Last May, a number of colleagues were brought together at the Bellagio Centre organized by Linnet Taylor and other former colleagues at the Oxford Internet Institute for a workshop on “Big Data for Positive Social Change in the Developing World”. The event included practitioners using big (and open) data from around the world to discuss the potential benefits and dangers of using digital data for data-driven policy-making and campaigns. Although I knew something about Ushahidi, Flowminder, Global Pulse and Grameen’s Applab, there were lots of other initiatives that I didn’t know very much about. These are a few of the exciting ones:
1) The organization Chequeado is fact-checking presidential speeches in real-time in Argentina and Colombia in order to shine a light on politician’s truths, lies and half truths.
2) The organization, Black Monday in Uganda is working to make information about the country’s budget more open and accessible to the public in order to encourage activism around the budget.
3) Tactical Tech and Privacy International are both campaigning on privacy issues. Privacy International has been taking the UK gov to court over citizen data breaches and also periodically gives information about authoritarian government issuing tenders for surveillance technologies. Tactical Tech has launched campaigns aimed at individual privacy awareness like “Me and My Shadow”. This project allows individuals to gain awareness of how much data they are making available about themselves online through platforms such as facebook, twitter, internet browsers.
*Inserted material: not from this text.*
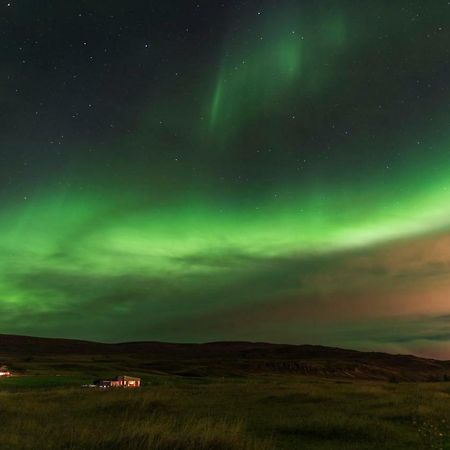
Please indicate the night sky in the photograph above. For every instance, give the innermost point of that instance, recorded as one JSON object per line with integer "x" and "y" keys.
{"x": 227, "y": 170}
A White Paper from the event has now been released with more details on all the participants’ initiatives and also on the ideas that came out of the meeting. Here are my highlights:
1) Governments and civil society needs to be become more ‘data-aware’ and better understand the risks of ‘exposure’ and ‘transparency’ for vulnerable groups. This concern becomes especially important as the costs of using online tools like Ushahidi lower over time. At present, there is a disconnect between software developers making the relevant technological tools and the civil society groups developing the strategies to use them. This disconnect becomes more dangerous when online tools are being used in authoritarian contexts, where governments may wish to track down users. Organizations like Tactical Tech are therefore developing advocacy and awareness campaigns around big data and digital privacy to highlight the dangers of growing exposure. During the workshop, we also talked about how organizations such as Ushahidi might do more to educate users about possible harms.
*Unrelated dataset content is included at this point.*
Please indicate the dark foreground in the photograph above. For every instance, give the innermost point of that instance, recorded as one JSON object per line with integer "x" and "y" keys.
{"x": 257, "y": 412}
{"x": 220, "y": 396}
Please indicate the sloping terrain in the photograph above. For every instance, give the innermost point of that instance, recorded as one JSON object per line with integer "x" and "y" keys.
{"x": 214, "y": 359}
2) Developers need to become more context-aware. Initiatives like Orange’s Big Data for Development Challenge in Cote D’Ivoire (where the company made its dataset available to researchers to “solve” development challenges) encourages international developers and researchers to “solve” problems from afar. As potential harms might be different from context to context, it is important for local researchers and civil society groups to be involved in discussions about how data can be used to interpret social problems and social change. Grameen Applab is building an impressive database of information about Uganda’s rural poor partly because it combines software developer knowledge with its community knowledge workers network. These local actors should ideally also be involved in discussions about when and how data is shared with other groups.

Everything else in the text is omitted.